Sputum has been the target for the discovery of non-invasive biomarkers for lung cancer because it contains airway epithelial cells, and molecular alterations identified in sputum are most likely to reflect tumor-associated changes or field cancerization caused by smoking in the lung.

sputum lung cancer detection

Sputum-based molecular biomarkers include morphology, allelic imbalance, promoter hypermethylation, gene mutations and, recently, differential miRNA expression. To improve the sensitivity and reproducibility of sputum-based biomarkers, we recommend standardization of processing protocols, bronchial epithelial cell enrichment, and identification of field cancerization biomarkers.
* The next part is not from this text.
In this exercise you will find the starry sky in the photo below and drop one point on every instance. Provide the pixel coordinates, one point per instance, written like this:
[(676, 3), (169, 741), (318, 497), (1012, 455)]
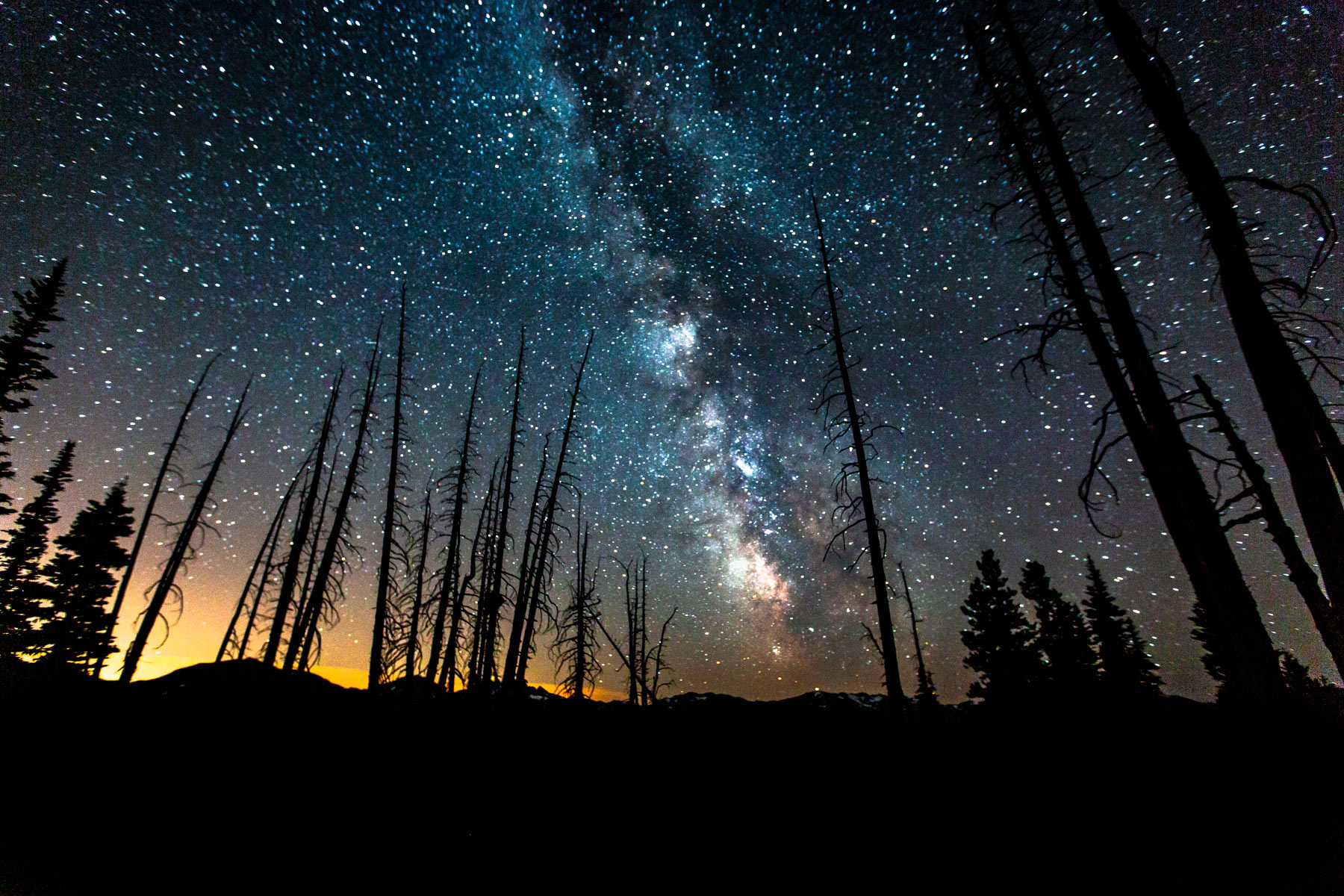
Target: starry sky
[(257, 179)]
The low survival rate of NSCLC patients is related to the late presentation of patients with an unresectable tumor due to the lack of a validated screening approach for early detection. By early detection of precancerous microscopic lesion, patients can avoid developing clinically diagnosable cancer and high-risk healthy individuals can be prevented from developing cancer by timely chemoprevention. Therefore, early detection of lung cancer, followed by appropriate treatment, will significantly increase the survival rate.

Low-dose computerized tomography CT scan has suggested a promising possibility to detect lung cancer earlier. Compared to chest X-rays, CT screening significantly reduced mortality in a high-risk population by Although it is promising, the limited impact of CT screening on mortality may be because it cannot distinguish non-calcified nodules NCNs that progress to cancer from the benign ones. It also has limited ability to differentiate between benign and malignant lesions of tumors, especially the centrally located ones [ 3 ], demanding a complementary screening tool to increase specificity of detection for cancer.

False-positive CT screening results will lead to unnecessary invasive procedures, which can cause stress and economic burden. Therefore, there is still a demand for non-invasive, sensitive biomarkers in order to accurately identify the high-risk population for optimal treatments and minimize unnecessary invasive procedures caused by false-positive CT screening results. These biomarkers will be also useful to increase sensitivity for the detection of centrally located lung cancer and to determine the strategy for the therapeutic management of clinically uncertain nodules that are detected by CT screen.

Tobacco smoking is the single, most important risk factor for lung cancer. It is well accepted that the repeated exposure of the respiratory tracts of smokers to tobacco-related carcinogens causes molecular genetic and epigenetic abnormalities that culminate in lung cancer. Consequently, smoking may create a field of molecular injury throughout the airway epithelium exposed to cigarette smoke and increase the susceptibility of an entire field or area to carcinogenesis field carcinogenesis [ 5 ].

This suggests that the smoke-induced molecular abnormalities found in the respiratory tract regardless of its exact location may mirror the progression of cancer and therefore can be used as potential biomarkers to detect lung tumor at an early stage. Thus, sputum that contains exfoliated airway epithelial cells is an ideal specimen type for the discovery of biomarkers for lung cancer.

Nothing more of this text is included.